At 25 May 2018 the current Data Protection Directive will be replaced by General Data Protection Regulation, GDPR. The new regulation set higher requirements to all organisations that collect and use data from European citizens. This requires many organisations to, in less than a year, take action to meet the new legal requirements.
In 1995 the current Data Protection Directive was adopted. A directive sets a target which all the EU countries must achieve. This has led to differences in national laws within the EU. The new law is a regulation which is a binding act that must be followed in its entirety throughout the EU. This will uniform the data processing of personal data regardless of where in the EU the data processing takes place. The common law will improve the conditions and security for the EU citizens to continue trade and be mobile within the EU.
General Data Protection Regulation has the same basics as the current Data Protection Directive. Some areas has strengthened and some new parts has been added. The regulation covers what and how personal data shall be processed and who may process the data. This is expressed in seven principles:
- The right to be informed
- The right to access
- The right to rectification
- The right to erasure
- The right to restrict processing
- The right to data portability
- The right to object
All organisations that collect and use personal data from the EU citizens are covered by the new regulation. For all registers it shall be possible to tell the purpose of registration and which data that are used. There shall also be processes to remove data without a purpose. Some personal data are extra sensitive and shall be treated with extra care.
To organisations with more than 250 employees there are additional requirements that will apply. The regulations requires e.g. more documentation of the existing registers and the processes to keep the registers updated. In these organisations a Data Protection Officer, DPO, shall also be appointed. The DPO will, in the organisation, be responsible for the GDPR-compliance.
For you who haven’t started the process towards GDPR-compliance you have less than a year until the new regulation applies. It can be plenty of time but it may not be enough depending of the amount of personal data and how structured your registers are. From my experience the process towards GDPR-compliance can be divided into five steps.
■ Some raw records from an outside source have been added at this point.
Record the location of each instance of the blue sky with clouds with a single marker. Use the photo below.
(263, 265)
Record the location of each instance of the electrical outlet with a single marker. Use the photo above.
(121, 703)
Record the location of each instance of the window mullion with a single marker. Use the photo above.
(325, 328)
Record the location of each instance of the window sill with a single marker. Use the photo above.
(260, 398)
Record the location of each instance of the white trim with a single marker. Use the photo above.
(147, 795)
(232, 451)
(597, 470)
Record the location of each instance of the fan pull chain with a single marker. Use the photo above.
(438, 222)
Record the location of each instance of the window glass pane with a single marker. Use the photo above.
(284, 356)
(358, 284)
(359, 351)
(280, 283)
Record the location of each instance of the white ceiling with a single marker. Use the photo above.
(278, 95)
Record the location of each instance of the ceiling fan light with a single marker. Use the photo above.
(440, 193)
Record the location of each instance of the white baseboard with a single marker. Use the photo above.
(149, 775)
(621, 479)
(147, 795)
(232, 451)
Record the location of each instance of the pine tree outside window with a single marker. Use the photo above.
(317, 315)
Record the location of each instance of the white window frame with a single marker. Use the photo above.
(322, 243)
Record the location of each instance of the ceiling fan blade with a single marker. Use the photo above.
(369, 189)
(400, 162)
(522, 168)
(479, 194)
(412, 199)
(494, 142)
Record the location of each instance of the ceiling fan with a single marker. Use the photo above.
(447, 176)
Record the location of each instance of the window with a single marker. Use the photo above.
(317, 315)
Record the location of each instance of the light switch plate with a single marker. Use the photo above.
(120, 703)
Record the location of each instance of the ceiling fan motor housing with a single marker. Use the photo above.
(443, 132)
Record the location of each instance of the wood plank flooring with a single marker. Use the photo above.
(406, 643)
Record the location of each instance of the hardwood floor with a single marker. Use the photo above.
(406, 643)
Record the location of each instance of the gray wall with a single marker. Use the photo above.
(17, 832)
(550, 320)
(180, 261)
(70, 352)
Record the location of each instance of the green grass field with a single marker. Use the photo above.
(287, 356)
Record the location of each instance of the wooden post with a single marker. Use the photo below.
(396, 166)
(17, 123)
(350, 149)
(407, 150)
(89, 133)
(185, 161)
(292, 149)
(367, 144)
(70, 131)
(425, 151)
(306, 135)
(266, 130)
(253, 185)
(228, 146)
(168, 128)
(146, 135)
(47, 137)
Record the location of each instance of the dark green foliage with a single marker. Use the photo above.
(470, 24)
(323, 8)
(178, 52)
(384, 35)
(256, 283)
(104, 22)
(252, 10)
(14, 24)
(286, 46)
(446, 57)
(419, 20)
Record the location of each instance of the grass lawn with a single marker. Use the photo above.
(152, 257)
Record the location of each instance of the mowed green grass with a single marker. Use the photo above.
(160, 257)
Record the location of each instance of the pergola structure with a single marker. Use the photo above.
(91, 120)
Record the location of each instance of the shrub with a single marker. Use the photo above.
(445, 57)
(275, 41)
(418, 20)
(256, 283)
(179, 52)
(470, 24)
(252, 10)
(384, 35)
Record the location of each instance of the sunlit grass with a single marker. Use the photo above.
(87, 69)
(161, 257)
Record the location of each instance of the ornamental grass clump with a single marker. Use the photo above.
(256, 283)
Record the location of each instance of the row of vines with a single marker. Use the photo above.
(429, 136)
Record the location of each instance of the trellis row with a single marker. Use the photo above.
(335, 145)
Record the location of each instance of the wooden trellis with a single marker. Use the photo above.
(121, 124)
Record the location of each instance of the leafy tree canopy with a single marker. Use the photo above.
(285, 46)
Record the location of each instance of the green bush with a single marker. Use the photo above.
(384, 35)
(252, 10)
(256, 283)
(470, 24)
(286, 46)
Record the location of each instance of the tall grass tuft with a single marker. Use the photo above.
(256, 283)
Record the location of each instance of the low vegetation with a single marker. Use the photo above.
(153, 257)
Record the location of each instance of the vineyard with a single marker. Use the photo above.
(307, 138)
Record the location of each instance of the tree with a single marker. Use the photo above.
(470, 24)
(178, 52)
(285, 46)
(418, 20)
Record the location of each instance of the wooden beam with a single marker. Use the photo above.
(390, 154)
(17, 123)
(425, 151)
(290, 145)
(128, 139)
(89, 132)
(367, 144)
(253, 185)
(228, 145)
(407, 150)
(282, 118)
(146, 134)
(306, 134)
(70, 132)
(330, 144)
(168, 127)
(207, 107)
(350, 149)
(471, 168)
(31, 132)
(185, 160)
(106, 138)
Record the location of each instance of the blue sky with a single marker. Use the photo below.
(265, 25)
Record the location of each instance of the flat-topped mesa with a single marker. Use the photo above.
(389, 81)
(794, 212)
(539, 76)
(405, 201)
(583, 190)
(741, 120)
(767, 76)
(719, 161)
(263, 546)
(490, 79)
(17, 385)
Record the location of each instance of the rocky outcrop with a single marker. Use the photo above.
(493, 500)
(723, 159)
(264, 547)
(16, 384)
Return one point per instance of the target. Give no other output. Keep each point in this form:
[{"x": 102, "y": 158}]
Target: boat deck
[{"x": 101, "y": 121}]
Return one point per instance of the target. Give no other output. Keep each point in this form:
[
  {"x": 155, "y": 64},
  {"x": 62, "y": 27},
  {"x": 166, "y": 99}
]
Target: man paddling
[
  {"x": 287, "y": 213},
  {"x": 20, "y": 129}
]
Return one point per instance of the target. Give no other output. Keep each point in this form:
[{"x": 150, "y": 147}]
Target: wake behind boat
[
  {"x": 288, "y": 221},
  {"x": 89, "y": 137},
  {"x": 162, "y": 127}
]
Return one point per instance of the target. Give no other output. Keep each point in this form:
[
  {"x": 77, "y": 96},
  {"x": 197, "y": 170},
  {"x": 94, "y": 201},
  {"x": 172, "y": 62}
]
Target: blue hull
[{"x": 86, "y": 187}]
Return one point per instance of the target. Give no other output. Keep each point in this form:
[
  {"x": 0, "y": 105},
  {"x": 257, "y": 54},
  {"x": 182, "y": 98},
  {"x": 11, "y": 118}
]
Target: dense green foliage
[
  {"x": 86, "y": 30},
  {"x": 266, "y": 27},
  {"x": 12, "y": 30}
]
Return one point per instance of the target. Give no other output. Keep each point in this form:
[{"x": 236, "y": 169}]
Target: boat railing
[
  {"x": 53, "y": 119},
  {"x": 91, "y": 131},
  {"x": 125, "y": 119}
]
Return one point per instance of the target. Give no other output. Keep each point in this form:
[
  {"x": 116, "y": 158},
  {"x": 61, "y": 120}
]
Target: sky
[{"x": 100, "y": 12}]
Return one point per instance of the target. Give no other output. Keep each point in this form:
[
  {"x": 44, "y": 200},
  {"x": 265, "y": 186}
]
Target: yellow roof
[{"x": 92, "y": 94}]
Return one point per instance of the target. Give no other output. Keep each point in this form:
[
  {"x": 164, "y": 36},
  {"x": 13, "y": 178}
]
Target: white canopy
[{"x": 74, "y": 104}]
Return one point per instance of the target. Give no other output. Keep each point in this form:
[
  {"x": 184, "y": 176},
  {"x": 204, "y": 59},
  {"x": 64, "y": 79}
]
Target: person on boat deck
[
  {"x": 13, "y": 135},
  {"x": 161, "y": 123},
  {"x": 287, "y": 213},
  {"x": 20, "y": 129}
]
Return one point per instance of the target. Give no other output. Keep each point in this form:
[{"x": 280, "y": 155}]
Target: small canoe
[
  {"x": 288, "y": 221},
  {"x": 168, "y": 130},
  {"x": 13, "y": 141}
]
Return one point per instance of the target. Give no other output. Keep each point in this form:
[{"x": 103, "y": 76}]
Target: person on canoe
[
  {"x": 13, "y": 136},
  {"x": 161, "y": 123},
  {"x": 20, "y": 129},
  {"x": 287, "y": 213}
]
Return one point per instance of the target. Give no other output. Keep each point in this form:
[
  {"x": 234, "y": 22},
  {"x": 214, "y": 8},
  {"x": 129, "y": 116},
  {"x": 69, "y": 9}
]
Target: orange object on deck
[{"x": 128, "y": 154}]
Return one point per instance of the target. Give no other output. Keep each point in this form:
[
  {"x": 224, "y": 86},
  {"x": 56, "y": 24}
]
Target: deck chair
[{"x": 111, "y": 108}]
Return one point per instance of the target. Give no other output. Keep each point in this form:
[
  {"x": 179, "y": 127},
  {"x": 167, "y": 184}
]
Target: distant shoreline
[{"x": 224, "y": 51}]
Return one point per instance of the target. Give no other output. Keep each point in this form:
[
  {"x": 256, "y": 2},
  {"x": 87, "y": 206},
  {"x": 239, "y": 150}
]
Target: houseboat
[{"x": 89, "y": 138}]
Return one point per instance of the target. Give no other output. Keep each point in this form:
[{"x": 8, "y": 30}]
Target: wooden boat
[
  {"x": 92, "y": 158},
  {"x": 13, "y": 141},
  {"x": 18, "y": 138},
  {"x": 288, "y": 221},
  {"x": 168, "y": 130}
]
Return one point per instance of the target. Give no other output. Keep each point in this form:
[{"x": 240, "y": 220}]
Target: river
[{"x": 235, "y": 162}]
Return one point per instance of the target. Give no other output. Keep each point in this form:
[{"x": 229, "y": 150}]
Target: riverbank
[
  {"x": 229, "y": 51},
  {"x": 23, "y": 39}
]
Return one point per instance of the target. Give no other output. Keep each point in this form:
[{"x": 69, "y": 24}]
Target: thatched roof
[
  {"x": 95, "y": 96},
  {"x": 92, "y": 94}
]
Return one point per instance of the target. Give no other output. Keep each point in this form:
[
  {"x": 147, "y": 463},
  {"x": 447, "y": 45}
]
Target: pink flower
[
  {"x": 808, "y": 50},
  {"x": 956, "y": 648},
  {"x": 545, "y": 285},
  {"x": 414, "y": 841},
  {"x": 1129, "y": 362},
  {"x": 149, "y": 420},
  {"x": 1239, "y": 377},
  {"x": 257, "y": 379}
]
- Create a project organisation
- Inventory of the use and collection of personal data
- Perform a GAP-analysis and set up an action plan
- Implementation of the action plan
- Information and education about the law
The first step will be to appoint a group of resources that will take responsibility to lead the work towards compliance. This project group will be the organisation expert group in GDPR and help the organisation to succeed. It is important to have resources from the company with good contacts to the different parts of the organisation. It can also be valuable to use external resources. It can be e.g. legal expertise to interpret the laws but it can also be as project management to lead the work.
The second step and the first activity for the project group to do is an inventory of the use and collection of personal data. This is a time consuming task that involves large parts of the company. The project group will prepare information and templates that will be used by the resources in the organisation who have the detailed information about the registers.
The inventory is an important step in the process to find which areas that does not conform with the coming laws. It is also difficult since there are often areas in the organisation that are not associated with personal data and easily will be left out. It could be areas like system backups, system logs, presentations, intranet, photos etc.
The large amount of data that will be collected during the inventory will be analyzed in step three of the process. The project group will, by performing a GAP-analysis, find which areas the organisation are not GDPR-compliant. In this activity the legal expertise will be invaluable to find the critical areas.
The analysis will result in a list of areas which are not compliant to GDPR. These areas will generate an action plan containing the changes that needs to be implemented before 25 May 2018. The activities in the list needs to be prioritized based on severity, risk and time consumption.
At this time in the process you have a possibility to see how much work you have ahead of you. You have the action plan with all the tasks that needs to be solved and it will be a matter of time and resources to solve it. This can be the most time and resource consuming step. The changes can relate to both system and organizational changes and can, most probably, be assigned to many different resources in the organisation.
This is a step that can run at the same time as the process and is about information and education in GDPR. It is important that the participants in parts of the process get basic information about GDPR. It is also important that all employees that will be in contact with personal data get a basic information in how to process personal data.
In my experience it is, in practice, impossible to control all processing of personal data and it is therefore important that all employees have a good knowledge in the subject to get full GDPR-compliance without full control.
When you have come this far you have adapted your organisation to the new regulation and taken actions to avoid the scary fines as you probably heard of. Even if there was a massive work to get here this has only been the initialization project to be compliant. The detailed processes and routines in how personal data are processed needs to be maintained and improved so the organisation is compliant for many years. Details about that will be a new chapter.